By this feature, Google will know whether webmasters want a specific URL to appear in the featured sitelinks section in the Google search results or not. Sitelinks are usually found under a search result snippet in Google.








The main reason why Google removes the feature is to simplify things as Google’s algorithm have been much better at finding, creating and showing relevant sitelinks, as Google adds:

We only show sitelinks for results when we think they’ll be useful to the user. If the structure of your site doesn’t allow our algorithms to find good sitelinks, or we don’t think that the sitelinks for your site are relevant for the user’s query, we won’t show them. This process is completely automated. Sitelinks have evolved into being based on traditional web ranking, so the way to influence them is the same as other web pages.

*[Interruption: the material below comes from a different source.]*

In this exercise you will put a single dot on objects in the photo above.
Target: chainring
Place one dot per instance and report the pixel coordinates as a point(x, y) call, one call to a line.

There are several things that any webmaster should do if they don’t wish any sitelinks appear. Here are three best practices that webmasters should do:

  • Create a clear structure for your website by using relevant internal links and anchor text that’s informative, compact and avoids repetition.
  • Apply Fetch and Render to help Google crawls and index important pages within your site properly.
  • Or you can use a “noindex” robots meta tag [2] on that page, if you need to remove a page from search completely.